L. A. Boatner Oak Ridge National Laboratory, Oak Ridge, Tennessee 37831-6056

R. C. Ewing Department of Earth and Planetary Sciences, University of New Mexico, Albuquerque, New Mexico 87131-1116 (Received 3 October 1996; accepted 21 March 1997)

Synthetic LaPO4 , ScPO4 , and crystalline natural zircon (ZrSiO4 ) from Mud Tanks, Australia were irradiated by 1.5 MeV Kr1 ions until complete amorphization occurred as indicated by the absence of electron-diffraction maxima. The resulting amorphous materials were subsequently irradiated by an 80 to 300 keV electron beam in the transmission electron microscope at temperatures between 130 and 800 K, and the resulting microstructural changes were monitored in situ. Thermal anneals in the range of 500 to 600 K were also conducted to compare the thermally induced microstructural development with that produced by the electron irradiations. Amorphous LaPO4 and ScPO4 annealed to form a randomly oriented polycrystalline assemblage of the same composition as the original material, but zircon recrystallized to ZrO2 (zirconia) 1 amorphous SiO2 for all beam energies and temperatures investigated. The rate of crystallization increased in the order: zircon, ScPO4 , LaPO4 . Submicrometer tracks of crystallites having a width equal to that of the electron beam could be “drawn” on the amorphous substrate. In contrast, thermal annealing resulted in epitaxial recrystallization from the thick edges of the TEM samples. Electron-irradiation-induced nucleation and growth in these materials can be explained by a combination of radiation-enhanced diffusion as a result of ionization processes and a strong thermodynamic driving force for crystallization.
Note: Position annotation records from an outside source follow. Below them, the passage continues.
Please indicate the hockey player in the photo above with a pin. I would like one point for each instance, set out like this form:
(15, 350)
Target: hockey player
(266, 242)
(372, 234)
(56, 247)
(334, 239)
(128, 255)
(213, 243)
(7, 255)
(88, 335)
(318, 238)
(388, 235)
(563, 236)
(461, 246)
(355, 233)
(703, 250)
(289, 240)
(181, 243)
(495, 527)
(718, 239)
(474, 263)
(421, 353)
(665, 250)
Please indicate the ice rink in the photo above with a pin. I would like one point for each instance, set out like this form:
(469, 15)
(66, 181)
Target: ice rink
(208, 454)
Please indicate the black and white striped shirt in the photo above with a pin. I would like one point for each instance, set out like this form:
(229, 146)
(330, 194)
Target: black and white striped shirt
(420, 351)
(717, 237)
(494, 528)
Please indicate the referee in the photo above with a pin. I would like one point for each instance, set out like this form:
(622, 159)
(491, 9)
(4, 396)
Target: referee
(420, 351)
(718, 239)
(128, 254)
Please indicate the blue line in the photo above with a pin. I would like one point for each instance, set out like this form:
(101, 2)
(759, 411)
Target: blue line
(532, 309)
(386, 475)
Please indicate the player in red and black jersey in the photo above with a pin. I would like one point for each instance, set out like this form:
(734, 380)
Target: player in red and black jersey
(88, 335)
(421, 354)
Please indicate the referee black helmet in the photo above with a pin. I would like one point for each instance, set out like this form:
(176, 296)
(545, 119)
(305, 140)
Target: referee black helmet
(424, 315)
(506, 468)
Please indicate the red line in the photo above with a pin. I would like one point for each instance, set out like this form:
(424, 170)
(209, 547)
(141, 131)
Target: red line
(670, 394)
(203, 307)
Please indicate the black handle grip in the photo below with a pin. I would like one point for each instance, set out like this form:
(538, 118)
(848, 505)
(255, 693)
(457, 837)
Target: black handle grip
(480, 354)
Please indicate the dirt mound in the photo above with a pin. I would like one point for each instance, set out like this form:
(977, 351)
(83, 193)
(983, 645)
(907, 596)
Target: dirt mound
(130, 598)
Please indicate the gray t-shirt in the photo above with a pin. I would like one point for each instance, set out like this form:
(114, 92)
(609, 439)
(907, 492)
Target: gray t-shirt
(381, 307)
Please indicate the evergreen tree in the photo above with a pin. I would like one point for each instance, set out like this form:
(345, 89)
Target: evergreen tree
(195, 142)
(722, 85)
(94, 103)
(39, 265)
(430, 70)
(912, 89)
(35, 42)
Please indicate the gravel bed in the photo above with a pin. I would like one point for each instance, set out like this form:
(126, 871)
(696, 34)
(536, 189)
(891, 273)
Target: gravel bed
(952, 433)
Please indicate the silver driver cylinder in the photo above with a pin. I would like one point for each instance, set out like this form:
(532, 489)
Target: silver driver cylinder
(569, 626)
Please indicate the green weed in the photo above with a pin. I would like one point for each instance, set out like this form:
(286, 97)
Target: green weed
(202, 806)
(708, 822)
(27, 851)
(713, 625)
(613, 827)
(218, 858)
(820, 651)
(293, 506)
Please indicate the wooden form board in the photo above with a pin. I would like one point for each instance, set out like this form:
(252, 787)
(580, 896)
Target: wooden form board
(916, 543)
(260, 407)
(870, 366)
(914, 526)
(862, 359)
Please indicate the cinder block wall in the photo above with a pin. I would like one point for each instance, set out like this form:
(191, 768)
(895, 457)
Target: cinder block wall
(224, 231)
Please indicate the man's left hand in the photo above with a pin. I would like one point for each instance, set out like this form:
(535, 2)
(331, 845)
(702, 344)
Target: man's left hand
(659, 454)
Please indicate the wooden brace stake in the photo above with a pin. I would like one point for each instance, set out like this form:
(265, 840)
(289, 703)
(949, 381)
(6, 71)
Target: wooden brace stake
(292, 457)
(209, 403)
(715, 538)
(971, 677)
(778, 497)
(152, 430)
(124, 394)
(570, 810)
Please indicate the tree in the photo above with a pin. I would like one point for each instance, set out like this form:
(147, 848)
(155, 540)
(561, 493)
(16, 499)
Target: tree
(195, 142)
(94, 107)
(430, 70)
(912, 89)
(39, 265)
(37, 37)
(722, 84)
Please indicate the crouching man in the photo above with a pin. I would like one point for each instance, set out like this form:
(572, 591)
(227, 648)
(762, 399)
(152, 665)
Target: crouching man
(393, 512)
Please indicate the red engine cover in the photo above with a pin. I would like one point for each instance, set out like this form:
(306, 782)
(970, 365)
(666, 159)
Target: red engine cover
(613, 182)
The structure of the amorphous orthophosphates may be less rigid than that of their silicate analogues because of the lower coordination across the PO4 tetrahedron, and thus a lower energy is required for reorientation and recrystallization. The more highly constrained monazite structure-type recovers at a lower electron dose than the zircon structure-type, consistent with recent models used to predict the crystalline-to-amorphous transition as a result of ion irradiation.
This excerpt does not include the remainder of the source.